- Promotional flyer
- Developer: Imagineering
- Publisher: Electro Brain
- Designer: Mark Klein
- Artist: Mike Sullivan
- Composer: Mark van Hecke
- Platform: Game Boy
- Release: 1992
- Genre: Action
- Mode: Single-player

= Mouse Trap Hotel =

1992 video game

Mouse Trap Hotel is an action video game for the Nintendo Game Boy. It is loosely based on Milton Bradley's board game Mouse Trap.

==Summary==

The object of this game is to take Maxie the Mouse as he tries to visit his girlfriend. Unfortunately, she is located in a penthouse while Maxie dwells in the basement.

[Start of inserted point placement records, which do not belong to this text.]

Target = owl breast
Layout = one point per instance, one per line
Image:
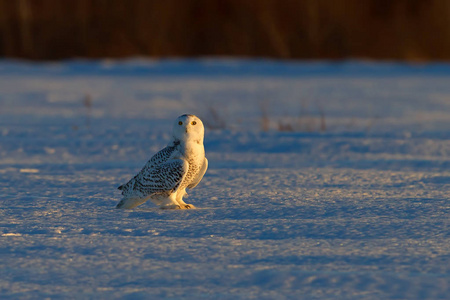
(195, 161)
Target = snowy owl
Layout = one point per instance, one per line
(165, 177)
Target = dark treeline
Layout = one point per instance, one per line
(301, 29)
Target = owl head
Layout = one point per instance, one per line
(189, 128)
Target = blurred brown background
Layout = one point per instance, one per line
(302, 29)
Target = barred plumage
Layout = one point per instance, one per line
(165, 177)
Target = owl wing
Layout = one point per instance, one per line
(161, 178)
(199, 177)
(159, 158)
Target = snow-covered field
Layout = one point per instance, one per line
(325, 180)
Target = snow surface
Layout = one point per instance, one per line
(325, 180)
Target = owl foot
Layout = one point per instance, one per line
(173, 206)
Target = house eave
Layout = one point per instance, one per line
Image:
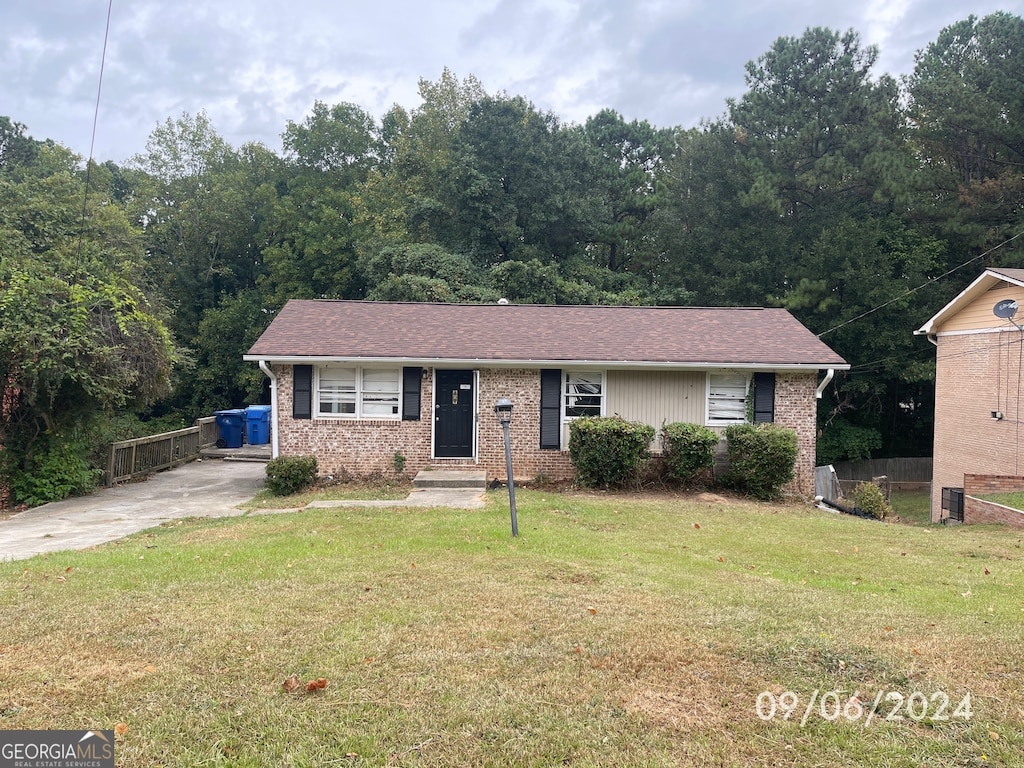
(597, 364)
(980, 285)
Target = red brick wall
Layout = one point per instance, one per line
(364, 448)
(796, 408)
(973, 379)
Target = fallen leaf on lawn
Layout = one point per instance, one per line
(317, 684)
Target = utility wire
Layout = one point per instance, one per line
(924, 285)
(95, 121)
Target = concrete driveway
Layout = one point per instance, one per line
(202, 488)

By finding the exit in each level, he draws closer to being with his girlfriend. Side-scrolling segments with some vertical elements are an expected part of the game. Getting hit by mousetraps and enemies causes Maxie to lose his energy. As expected with most platform games, getting hit too frequently causes the player to lose a life. Maxie's tail comes in handy when it comes to destroying enemies.

Each floor has its own obstacles; which range from mattress springs in the bedroom to dancing legs at the ballroom. Players must ride an elevator to each new floor where dangers constantly lurk about in places like the kitchen and the gymnasium.